Childrenite is a rare hydrated phosphate mineral with elements iron, manganese, aluminium, phosphorus, oxygen and hydrogen. Its chemical formula is (Fe^{2+},Mn)^{2+}AlPO_{4}(OH)_{2}•H_{2}O and it has a molecular weight of 229.83 g/mol. Its specific gravity is 3.2 and it has a Mohs hardness of 4.5 to 5. It is usually translucent and non-fluorescent, with imperfect cleavage. It has a vitreous lustre with a white streak, and is brown or yellow in color. It has a conchoidal, uneven fracture, and an orthorhombic crystal system.

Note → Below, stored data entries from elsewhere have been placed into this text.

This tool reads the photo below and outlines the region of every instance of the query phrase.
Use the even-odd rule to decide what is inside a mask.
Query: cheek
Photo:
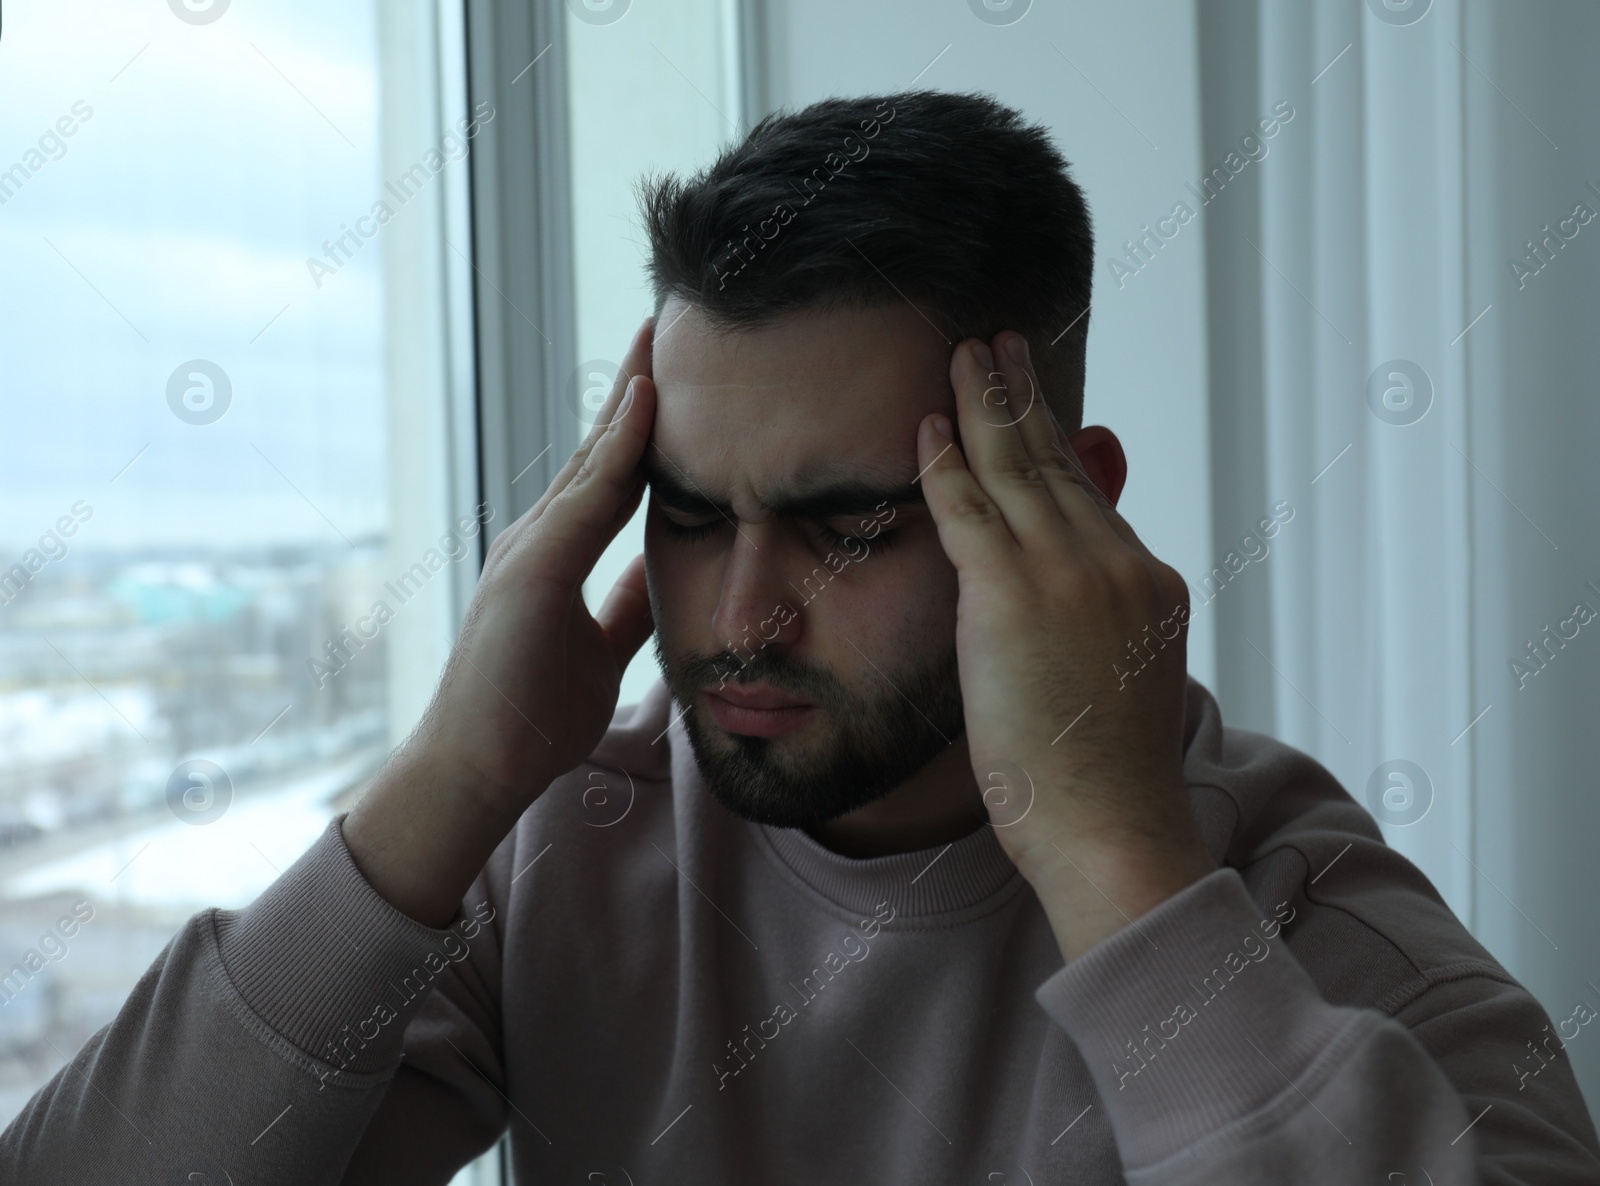
[[[721,650],[715,625],[726,590],[728,552],[721,541],[685,545],[657,526],[654,511],[644,529],[645,579],[661,648],[669,658]]]
[[[706,566],[696,561],[693,549],[662,539],[652,519],[653,516],[645,520],[644,571],[656,633],[669,652],[682,645],[701,646],[688,627],[694,621],[708,621],[716,607],[714,589],[710,592],[711,601],[703,604],[706,591],[701,586],[709,580]]]
[[[861,656],[846,639],[880,666],[880,655],[903,666],[918,657],[913,651],[925,658],[955,643],[955,567],[931,523],[901,534],[894,548],[851,564],[835,582],[838,588],[807,607],[808,632],[844,669],[861,665]]]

== History and formation ==
Childrenite was discovered in 1823 by John George Children (1777–1852), who was a prominent English chemist and mineralogist. This secondary mineral was first found in the George and Charlotte Mine near Tavistock in Devon. Its formation is probably from the alteration of granitic phosphates like lithiophilite and triphylite. Childrenite is also found in some ore veins.

== Relationship to other species ==
Childrenite forms a solid solution series with eosphorite. The chemical composition of eosphorite only differs by being rich in manganese and not in iron. The structures are the same, and differences in properties can be traced to the iron/manganese percentage. Of the two, childrenite is denser. Furthermore, eosphorite is normally pink in color, which can be attributed to manganese.